To further investigate the relationship between Mapt deacetylation, SIRT2, and the prevention and treatment of caffeine in WMD, we conducted experiments on neonatal rats. The rats were treated with caffeine and the SIRT2 inhibitor AK-7 to evaluate changes in Mapt acetylation in WMD, as well as their impact on mitochondrial function. Western blot analysis was performed to measure the levels of total Mapt, acetylated Mapt, Cyt-C, mitochondrial transcription factor A (TFAM), Caspase-3 and Bcl-2 proteins.

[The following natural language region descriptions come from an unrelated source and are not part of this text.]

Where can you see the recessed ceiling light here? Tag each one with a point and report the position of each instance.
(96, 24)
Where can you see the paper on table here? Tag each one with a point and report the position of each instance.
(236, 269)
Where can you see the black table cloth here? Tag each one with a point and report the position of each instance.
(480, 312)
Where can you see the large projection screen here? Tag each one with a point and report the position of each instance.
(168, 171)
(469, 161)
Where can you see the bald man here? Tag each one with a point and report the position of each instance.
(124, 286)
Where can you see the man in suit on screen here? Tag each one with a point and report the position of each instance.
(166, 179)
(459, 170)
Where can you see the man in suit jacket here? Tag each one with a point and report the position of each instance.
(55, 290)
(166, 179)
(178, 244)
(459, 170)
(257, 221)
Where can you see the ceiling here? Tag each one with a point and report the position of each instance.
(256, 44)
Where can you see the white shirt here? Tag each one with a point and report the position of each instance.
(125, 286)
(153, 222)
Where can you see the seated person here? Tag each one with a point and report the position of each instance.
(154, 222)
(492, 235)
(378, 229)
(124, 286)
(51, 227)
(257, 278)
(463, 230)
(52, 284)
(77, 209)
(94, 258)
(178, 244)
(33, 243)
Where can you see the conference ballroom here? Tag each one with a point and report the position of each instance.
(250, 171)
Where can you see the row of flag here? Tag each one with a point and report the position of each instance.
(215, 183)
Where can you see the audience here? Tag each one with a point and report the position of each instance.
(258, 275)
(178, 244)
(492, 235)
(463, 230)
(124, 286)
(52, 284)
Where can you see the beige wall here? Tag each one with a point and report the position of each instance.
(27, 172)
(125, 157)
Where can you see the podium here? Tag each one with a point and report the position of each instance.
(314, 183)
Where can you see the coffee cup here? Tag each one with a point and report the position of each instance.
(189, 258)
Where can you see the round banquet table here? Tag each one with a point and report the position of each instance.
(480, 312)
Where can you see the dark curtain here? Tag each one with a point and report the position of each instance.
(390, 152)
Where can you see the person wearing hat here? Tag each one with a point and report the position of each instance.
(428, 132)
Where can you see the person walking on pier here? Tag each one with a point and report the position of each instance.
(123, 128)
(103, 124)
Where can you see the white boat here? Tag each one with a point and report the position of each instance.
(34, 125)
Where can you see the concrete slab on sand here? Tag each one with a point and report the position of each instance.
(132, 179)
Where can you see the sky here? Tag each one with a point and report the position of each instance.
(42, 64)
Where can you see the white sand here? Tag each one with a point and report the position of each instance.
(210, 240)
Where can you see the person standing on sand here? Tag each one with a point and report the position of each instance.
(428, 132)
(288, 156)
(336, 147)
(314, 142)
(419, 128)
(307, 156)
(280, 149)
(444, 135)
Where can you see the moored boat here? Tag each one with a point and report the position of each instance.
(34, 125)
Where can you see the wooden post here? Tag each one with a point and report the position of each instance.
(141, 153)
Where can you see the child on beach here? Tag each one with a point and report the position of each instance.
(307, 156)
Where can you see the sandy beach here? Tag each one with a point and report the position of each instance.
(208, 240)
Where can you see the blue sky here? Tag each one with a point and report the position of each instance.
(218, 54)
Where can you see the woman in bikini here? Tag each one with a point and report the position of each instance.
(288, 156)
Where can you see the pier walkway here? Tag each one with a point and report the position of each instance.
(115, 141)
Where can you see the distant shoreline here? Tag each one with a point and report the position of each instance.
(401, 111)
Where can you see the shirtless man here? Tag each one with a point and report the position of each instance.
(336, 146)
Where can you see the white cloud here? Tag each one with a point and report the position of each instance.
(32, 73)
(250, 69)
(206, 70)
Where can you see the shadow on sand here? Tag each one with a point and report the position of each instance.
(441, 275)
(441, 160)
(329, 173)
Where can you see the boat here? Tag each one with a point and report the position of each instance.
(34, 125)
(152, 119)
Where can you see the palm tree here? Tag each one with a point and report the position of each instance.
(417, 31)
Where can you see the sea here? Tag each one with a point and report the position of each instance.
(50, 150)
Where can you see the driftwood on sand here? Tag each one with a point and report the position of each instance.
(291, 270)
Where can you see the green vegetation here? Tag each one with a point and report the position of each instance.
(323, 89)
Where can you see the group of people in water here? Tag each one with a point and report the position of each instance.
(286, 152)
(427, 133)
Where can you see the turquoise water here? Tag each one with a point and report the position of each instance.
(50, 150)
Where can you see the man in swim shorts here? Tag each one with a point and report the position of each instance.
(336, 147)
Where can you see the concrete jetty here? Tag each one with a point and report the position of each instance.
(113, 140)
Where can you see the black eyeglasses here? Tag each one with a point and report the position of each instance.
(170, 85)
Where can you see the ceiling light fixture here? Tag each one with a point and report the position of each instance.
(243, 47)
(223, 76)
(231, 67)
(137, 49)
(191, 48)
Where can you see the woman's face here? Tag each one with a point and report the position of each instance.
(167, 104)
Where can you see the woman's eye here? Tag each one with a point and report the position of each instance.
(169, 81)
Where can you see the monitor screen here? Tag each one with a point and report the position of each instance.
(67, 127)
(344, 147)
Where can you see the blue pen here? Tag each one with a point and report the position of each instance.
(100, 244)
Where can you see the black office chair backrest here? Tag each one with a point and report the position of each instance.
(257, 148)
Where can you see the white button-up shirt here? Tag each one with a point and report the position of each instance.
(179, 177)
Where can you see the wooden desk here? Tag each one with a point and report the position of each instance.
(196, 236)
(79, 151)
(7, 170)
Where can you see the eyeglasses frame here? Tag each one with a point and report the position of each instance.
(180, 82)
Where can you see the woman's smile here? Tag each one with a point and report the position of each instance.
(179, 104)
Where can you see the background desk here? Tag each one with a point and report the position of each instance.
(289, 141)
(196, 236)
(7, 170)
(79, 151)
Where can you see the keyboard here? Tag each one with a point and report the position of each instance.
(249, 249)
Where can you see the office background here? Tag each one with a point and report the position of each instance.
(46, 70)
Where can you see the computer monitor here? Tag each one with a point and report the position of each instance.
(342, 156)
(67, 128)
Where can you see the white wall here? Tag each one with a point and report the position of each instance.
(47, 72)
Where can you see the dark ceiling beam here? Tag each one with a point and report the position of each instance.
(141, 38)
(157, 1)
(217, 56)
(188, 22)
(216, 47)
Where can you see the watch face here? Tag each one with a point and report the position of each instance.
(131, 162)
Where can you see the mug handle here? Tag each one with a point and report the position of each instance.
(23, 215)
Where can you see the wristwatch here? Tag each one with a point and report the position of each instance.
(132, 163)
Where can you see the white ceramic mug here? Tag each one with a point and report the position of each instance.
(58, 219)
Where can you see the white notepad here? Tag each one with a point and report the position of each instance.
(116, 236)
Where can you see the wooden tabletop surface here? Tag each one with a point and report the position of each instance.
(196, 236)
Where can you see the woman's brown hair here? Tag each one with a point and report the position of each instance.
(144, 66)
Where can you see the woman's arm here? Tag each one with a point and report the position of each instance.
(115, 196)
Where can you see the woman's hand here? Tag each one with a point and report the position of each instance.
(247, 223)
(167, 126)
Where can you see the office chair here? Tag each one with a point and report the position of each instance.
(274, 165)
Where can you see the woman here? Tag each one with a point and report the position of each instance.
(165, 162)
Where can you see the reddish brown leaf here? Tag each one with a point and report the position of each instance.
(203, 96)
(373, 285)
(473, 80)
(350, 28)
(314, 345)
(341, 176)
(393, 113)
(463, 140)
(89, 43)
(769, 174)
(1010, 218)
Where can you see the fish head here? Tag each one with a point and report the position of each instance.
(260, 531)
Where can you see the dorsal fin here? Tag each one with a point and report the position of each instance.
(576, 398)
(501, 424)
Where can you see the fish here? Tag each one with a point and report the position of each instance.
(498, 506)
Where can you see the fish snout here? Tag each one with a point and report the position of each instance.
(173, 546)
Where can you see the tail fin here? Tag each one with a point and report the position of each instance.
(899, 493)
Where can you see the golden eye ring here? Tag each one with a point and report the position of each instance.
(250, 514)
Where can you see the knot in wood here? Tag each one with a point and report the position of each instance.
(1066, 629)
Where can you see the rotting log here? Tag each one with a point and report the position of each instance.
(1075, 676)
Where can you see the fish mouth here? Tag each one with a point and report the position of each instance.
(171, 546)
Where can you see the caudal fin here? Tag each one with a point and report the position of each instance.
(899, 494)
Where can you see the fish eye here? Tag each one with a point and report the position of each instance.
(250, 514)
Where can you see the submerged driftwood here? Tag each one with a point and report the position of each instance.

The results revealed that when AK-7 was applied, the levels of Cyt-C and Caspase-3 in the caffeine+AK-7 group were significantly increased compared to those in the caffeine-only group (Figures 6A, C, D, p < 0.05 or p < 0.001). Compared with the Sham group, TFAM and Bcl-2 protein levels were downregulated after HI and upregulated after caffeine treatment, but this improvement was inhibited after the application of AK-7 (Figures 6A, B, E, p < 0.01 or p < 0.05). Moreover, the degree of acetylation of the Mapt protein was also upregulated in the caffeine+AK-7 group (Figures 6F–H, p < 0.05). Meanwhile, compared with the Sham group, Mapt nuclear translocation was reduced after HI. Caffeine treatment can promote nuclear translocation, but this effect is inhibited after the application of AK-7 (Figures 6I, J, p < 0.05 or p < 0.01). Similar findings were observed in terms of rescuing mitochondrial dysfunction. When AK-7 was applied, the caffeine+AK-7 group exhibited a decrease in ATP and mtDNA levels compared to the Caffeine group (Figures 6K, L, p < 0.05). MMP detection revealed a decrease in membrane potential in the Caffeine+AK-7 group compared to the Caffeine group (Figures 6M, N, p < 0.01). The effect of caffeine on improving membrane potential is inhibited by AK-7.